Fifty years ago, five centuries of Portuguese dominion in Goa was brought to an end by an Indian invasion, at the cost of less than sixty lives, divided more or less equally between Indian and Portuguese forces. My uncle (father's elder brother) was a young air force pilot at the time, and, years later, he told me of his role in the operation.
He had flown a transport to Goa to evacuate Indian soldiers after the battle. News from the war zone was sketchy; there were reports the airport had been shelled. From the sky, the airstrip looked badly cratered, except for the first third of it, which appeared normal. My uncle aimed for the verge of the airstrip and hit the emergency brakes as soon as the aircraft's wheels touched the ground. He managed to get the machine to stop before the battle-scarred zone.

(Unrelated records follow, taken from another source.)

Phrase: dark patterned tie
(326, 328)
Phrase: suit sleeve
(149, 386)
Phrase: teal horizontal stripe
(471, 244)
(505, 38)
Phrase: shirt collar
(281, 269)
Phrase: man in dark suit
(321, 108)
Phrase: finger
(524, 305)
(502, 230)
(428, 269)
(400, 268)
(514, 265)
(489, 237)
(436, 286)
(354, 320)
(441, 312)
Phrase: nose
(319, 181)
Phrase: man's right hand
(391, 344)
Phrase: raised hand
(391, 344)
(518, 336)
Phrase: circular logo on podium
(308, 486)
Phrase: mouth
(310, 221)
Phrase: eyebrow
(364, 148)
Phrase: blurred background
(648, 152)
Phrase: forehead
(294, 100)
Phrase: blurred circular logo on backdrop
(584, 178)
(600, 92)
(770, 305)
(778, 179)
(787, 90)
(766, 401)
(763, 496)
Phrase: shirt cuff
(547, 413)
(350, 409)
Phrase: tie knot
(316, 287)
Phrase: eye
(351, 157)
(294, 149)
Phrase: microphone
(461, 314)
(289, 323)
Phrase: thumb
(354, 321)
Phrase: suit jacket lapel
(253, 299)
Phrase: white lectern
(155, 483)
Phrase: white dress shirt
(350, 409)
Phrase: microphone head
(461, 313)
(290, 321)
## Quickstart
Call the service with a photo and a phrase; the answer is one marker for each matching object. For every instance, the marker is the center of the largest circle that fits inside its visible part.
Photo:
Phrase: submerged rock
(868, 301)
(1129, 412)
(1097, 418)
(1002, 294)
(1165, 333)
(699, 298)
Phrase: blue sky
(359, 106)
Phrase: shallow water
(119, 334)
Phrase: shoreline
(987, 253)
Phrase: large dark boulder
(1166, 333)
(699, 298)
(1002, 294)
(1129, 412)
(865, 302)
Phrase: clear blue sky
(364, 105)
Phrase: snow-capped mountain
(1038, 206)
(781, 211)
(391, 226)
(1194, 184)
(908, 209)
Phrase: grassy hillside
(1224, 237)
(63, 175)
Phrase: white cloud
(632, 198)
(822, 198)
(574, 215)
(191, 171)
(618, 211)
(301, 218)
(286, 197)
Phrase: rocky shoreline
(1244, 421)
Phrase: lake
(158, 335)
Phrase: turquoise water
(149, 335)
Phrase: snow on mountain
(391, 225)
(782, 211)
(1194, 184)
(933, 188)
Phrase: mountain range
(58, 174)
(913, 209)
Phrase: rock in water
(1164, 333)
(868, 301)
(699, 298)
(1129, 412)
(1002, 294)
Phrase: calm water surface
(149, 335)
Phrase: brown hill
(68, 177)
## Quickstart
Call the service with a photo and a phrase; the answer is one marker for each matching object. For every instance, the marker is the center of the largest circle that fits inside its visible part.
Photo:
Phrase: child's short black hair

My memory isn't perfect at this point, but if I recall right, my uncle said there was a problem getting the plane to restart because of the emergency procedure he'd employed. It took him nearly as long to get to the building where armymen were waiting, as it had to fly from Bombay to Panjim. The victorious Indian soldiers appeared to have emptied Goa's liquor stores. Each soldier was carrying crates of rum, whiskey and feni. Once the men and booze were on board, the plane took off from a state that was now part of India.
The emergency brakes had been unnecessary. What had appeared to be damage from artillery shells was just asphalt patch-ups on a concrete runway.
When I land in Goa these days, I notice they still use asphalt to repair the runway, and the strip still looks battle-scarred when viewed from the air.